In the world of computer science, A.I. (artificial intelligence) is one of the hottest topics as it is closely connected to our daily life today, while machine learning – building a model to learn from data to make predictions and decisions without explicitly programmed – is an indispensable part in A.I. technology.
Joined HKBU as an Assistant Professor of Department of Computer Science in late 2019, young machine learning researcher Dr. Bo Han has been bringing his expertise in trustworthy machine learning to the faculty and conducting a series of impactful research projects under the support of RGC Early CAREER Scheme, NSFC Young Scientists Fund, and University and Departmental Start-up Fund.
Holding a visiting position at RIKEN Center for Advanced Intelligence Project (RIKEN AIP), a top-tier machine learning centre in Asia, Dr. Han says it was Professor Andrew Ng – one of the most influential experts in the field of machine learning – opened his eyes to machine learning.
“It was around 2012, I took an open source course delivered by Professor Andrew Ng from Stanford University, and learned about machine learning from the course. I was very excited after the course, and I wanted to be a researcher and build my career on machine learning,” he recalls his time being a master’s student at Ocean University of China. “At that time, A.I. was not that hot yet. Now, everybody talks about A.I.”
Delved into machine learning in crowdsourcing research when he was a PhD student at University of Technology Sydney, Dr. Han says, like many young researchers, he struggled through some gloomy time when he first started in the research field. “After two, three years [of research], I had some minor results. But I was rejected by all the top-tier ML/AI conferences continuously. It was a very hardship time for me. It’s like I couldn’t see a light in the dark. In my third year as a PhD student, I only had one tier-two conference paper published. I was really suffering,” he looks back on the early days of his researcher career.

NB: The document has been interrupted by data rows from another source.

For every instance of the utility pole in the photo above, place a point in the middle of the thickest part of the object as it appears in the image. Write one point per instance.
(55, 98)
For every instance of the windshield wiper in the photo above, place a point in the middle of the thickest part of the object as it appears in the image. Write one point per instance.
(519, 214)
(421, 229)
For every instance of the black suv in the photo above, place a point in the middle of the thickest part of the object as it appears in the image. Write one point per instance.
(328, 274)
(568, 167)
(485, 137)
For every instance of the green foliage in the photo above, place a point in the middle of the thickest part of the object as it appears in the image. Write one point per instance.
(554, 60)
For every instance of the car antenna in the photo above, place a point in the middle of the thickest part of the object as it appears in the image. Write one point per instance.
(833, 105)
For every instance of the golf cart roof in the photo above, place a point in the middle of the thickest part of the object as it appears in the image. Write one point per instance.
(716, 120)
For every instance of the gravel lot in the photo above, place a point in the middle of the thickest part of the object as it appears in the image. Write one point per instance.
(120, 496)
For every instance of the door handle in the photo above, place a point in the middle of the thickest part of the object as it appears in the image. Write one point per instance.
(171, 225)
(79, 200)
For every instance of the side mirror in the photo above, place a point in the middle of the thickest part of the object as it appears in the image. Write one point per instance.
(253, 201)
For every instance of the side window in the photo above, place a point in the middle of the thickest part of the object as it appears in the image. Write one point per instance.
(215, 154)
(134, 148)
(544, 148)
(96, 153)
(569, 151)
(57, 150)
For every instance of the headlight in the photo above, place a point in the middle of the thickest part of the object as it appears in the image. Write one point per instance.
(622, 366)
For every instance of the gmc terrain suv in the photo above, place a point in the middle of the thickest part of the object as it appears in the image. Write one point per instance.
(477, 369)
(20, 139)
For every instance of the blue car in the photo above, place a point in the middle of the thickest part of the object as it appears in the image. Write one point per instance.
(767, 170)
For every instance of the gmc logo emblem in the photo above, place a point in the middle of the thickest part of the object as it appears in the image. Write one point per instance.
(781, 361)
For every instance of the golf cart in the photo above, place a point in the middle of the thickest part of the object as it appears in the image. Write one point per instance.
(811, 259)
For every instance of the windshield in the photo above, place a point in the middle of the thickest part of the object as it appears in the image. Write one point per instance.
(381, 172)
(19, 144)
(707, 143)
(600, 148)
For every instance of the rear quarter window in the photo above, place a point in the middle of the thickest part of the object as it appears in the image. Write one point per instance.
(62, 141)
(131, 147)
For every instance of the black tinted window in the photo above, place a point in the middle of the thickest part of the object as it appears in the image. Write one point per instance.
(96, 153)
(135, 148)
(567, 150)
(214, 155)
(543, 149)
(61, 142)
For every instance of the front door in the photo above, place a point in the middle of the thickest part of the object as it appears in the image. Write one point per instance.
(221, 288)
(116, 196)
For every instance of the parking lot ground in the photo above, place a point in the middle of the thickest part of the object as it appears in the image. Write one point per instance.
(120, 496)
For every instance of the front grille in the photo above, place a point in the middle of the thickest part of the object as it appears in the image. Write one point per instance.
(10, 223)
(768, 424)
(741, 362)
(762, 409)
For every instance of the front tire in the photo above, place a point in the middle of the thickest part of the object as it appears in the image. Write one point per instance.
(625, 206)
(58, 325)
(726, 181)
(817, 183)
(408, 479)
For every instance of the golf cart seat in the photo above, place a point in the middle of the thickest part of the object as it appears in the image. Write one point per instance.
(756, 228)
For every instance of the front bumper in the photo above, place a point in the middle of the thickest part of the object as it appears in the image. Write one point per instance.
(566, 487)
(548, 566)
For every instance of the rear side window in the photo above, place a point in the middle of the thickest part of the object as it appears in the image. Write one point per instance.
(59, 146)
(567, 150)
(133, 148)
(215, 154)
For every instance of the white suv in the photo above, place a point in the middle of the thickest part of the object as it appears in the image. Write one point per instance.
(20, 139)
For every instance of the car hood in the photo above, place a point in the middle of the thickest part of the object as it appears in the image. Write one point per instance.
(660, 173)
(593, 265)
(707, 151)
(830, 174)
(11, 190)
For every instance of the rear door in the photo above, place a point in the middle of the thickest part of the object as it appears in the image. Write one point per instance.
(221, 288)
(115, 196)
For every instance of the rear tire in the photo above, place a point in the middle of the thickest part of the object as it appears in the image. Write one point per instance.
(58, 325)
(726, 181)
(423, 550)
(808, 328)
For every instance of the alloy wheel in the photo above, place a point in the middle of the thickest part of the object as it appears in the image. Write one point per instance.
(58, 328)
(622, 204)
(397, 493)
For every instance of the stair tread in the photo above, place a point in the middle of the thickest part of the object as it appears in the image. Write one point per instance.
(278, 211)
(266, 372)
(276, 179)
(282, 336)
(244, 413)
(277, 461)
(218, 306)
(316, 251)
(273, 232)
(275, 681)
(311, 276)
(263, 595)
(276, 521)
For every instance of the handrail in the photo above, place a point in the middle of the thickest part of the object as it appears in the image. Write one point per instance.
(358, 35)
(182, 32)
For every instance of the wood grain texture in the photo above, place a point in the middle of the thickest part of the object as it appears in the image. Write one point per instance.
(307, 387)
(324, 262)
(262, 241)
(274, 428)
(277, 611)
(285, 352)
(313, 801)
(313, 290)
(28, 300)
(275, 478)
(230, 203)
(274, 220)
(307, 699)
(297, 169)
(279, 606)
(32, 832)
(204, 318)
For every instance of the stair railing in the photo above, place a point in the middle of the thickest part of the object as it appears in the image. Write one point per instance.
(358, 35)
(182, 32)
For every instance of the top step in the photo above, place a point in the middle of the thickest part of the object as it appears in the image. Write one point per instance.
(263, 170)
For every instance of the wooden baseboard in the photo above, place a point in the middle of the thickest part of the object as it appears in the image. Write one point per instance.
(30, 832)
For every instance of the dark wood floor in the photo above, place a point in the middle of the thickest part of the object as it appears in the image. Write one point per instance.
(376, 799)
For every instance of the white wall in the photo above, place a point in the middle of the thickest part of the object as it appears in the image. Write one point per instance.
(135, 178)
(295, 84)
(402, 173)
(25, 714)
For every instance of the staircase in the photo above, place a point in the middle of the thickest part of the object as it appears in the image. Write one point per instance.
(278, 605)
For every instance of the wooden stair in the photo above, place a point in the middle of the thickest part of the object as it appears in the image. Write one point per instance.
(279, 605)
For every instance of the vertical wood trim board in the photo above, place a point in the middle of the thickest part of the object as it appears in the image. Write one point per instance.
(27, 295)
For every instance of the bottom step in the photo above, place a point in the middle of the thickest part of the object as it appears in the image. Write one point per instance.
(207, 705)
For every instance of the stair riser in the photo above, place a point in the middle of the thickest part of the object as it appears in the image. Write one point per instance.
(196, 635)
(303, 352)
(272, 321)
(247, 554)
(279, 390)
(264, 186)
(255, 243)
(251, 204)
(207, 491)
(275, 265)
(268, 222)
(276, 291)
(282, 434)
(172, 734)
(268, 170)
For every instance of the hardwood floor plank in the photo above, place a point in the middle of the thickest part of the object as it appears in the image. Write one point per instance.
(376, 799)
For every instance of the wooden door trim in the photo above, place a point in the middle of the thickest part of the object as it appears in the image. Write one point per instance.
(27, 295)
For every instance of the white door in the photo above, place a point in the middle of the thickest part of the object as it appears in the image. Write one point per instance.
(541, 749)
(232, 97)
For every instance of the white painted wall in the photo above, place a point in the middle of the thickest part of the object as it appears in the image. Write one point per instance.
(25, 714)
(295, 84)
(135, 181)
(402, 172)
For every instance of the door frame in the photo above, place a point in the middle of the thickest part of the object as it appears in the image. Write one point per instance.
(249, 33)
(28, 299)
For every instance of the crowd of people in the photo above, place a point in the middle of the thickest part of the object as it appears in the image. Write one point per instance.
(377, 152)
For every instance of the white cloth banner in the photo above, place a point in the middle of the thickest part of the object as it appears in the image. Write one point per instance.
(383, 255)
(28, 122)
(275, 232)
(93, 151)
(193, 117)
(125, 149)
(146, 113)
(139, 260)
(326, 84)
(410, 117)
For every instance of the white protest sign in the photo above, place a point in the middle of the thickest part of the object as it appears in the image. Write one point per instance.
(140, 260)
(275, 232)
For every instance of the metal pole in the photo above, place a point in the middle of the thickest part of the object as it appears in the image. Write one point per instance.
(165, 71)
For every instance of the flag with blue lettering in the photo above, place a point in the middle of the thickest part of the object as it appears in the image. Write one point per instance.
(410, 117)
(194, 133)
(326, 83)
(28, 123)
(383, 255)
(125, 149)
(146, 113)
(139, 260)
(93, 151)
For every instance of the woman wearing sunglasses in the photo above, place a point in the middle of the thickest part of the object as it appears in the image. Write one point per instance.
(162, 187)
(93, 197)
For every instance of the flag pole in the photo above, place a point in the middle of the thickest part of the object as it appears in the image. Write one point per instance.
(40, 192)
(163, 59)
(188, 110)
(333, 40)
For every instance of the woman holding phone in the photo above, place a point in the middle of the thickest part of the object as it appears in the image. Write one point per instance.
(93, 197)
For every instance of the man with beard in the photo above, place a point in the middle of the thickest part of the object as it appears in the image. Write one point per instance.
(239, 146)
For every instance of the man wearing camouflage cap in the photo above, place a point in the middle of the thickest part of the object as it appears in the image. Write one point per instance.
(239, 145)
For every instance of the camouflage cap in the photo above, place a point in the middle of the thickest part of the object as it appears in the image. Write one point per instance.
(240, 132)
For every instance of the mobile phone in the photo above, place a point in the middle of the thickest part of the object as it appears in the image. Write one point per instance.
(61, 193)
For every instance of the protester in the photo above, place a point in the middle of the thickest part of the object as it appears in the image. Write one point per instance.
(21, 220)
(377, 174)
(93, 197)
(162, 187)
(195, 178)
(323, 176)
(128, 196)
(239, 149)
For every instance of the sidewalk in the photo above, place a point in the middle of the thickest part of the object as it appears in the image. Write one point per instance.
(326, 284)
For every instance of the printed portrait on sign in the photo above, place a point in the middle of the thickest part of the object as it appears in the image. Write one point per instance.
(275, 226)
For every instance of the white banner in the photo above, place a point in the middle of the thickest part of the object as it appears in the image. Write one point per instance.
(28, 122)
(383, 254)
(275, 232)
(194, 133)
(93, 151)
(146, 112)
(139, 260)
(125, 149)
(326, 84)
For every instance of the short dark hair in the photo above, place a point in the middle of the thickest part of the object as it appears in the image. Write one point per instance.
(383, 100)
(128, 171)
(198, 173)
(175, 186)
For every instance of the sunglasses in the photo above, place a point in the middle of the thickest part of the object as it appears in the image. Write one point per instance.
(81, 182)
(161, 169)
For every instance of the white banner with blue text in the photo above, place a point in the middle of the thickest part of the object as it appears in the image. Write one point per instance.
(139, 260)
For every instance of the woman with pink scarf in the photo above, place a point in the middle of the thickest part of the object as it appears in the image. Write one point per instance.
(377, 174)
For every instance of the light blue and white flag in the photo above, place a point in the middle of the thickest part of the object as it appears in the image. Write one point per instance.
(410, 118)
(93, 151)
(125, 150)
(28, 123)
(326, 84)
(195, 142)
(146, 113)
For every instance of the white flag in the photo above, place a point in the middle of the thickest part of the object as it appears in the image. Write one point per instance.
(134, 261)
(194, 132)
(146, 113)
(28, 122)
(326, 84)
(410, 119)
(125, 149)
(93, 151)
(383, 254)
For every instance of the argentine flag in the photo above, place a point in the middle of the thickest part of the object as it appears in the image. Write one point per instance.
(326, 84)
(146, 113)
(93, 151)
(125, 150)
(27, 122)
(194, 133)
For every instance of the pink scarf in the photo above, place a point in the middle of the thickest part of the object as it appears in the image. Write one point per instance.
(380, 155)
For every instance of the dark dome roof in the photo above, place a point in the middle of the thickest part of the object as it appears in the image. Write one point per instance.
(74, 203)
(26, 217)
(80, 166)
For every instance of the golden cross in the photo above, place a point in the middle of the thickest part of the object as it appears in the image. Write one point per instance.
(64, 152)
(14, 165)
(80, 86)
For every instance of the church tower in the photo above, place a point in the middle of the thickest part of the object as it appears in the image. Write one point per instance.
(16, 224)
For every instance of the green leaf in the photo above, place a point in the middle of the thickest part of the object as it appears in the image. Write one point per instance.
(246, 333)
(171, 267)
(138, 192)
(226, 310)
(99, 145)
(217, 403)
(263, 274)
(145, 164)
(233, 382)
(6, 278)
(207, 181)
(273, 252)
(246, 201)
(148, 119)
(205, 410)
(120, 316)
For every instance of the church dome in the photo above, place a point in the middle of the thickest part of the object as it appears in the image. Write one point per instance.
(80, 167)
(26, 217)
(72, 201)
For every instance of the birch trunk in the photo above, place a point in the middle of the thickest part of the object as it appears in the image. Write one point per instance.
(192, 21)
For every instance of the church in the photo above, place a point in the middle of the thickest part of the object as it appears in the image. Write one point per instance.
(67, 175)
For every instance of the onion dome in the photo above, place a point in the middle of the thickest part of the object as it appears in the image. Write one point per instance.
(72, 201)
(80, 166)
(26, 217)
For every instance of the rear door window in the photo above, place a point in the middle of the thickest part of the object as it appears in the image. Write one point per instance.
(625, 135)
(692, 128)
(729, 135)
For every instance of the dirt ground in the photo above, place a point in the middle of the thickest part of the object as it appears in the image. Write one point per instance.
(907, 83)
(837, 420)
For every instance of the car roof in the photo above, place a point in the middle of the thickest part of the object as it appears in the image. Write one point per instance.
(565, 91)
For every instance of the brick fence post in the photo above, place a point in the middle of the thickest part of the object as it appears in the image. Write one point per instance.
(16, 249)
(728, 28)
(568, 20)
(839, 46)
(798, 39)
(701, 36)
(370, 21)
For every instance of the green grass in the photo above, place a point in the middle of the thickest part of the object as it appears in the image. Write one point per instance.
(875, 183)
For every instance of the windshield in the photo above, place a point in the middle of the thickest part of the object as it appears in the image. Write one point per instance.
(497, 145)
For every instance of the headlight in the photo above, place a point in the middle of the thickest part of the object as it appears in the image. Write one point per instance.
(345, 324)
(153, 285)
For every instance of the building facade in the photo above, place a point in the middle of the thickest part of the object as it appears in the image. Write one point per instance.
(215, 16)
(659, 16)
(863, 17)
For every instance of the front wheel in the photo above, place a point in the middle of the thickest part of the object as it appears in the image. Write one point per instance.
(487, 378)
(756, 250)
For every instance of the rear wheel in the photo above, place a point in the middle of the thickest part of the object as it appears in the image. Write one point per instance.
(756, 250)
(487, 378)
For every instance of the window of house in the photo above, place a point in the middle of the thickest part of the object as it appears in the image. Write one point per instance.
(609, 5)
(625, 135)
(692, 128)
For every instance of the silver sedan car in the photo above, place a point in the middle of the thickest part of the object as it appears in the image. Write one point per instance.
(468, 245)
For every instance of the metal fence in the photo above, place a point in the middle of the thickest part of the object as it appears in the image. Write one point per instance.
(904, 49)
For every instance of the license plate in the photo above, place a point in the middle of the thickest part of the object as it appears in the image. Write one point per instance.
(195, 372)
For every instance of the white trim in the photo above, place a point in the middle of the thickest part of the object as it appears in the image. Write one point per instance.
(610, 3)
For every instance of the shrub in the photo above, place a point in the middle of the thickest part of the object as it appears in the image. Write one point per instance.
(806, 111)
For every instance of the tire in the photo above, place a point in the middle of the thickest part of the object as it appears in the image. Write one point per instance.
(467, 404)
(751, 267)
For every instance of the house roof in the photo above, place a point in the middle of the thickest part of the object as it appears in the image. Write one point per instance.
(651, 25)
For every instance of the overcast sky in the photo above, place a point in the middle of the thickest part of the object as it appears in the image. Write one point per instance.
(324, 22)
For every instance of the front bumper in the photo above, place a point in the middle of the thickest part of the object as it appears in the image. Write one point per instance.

A shed of light came through when he was offered an internship with RIKEN AIP in 2018. “My mentor in RIKEN AIP, Masashi Sugiyama, who is very famous in machine learning, said to me, ‘your previous background in crowdsourcing is very similar to label noise problem’,” he says. He then shifted his focus to weakly supervised learning and developed some algorithms to handle label noise issues during his internship, working with Masashi Sugiyama, Gang Niu and Mingyuan Zhou. He also published two fundamental papers, Co-teaching: Robust Training of Deep Neural Networks with Extremely Noisy Labels and Masking: A New Perspective of Noisy Supervision, which got over 550 and 110 Google citations in three years respectively.
In 2019, he got the opportunity to be a postdoctoral researcher at RIKEN AIP, working with Masashi Sugiyama, he thought it was time to move on to something else and started his exploration of adversarial learning. “I hope to do something else to push my knowledge boundary,” says Dr. Han, who received the RIKEN BAIHO Award (2019), RGC Early Career Scheme (2020) and NSFC Young Scientists Fund (2020). “In fact, my research transition comes very naturally in these several years. I just use my domain knowledge to catch up with the trend and I’m still evolving.”
As a promising researcher, Dr. Han aspires to create greater impact to the industry and society with his machine learning research efforts and results. One of his ways to achieve that is sharing his weakly supervised learning algorithms online. “I open source a lot of codes online and my papers are getting citations, which means that I’ve already made an impact to the academic society,” he says. “I hope to continuously open source my research codes, so all the young and junior students can learn that research can be reproducible. That’s very important. The reason why computer science and machine learning can be developed so quickly is because most of the researchers open source their codes and contribute to the computer science society.”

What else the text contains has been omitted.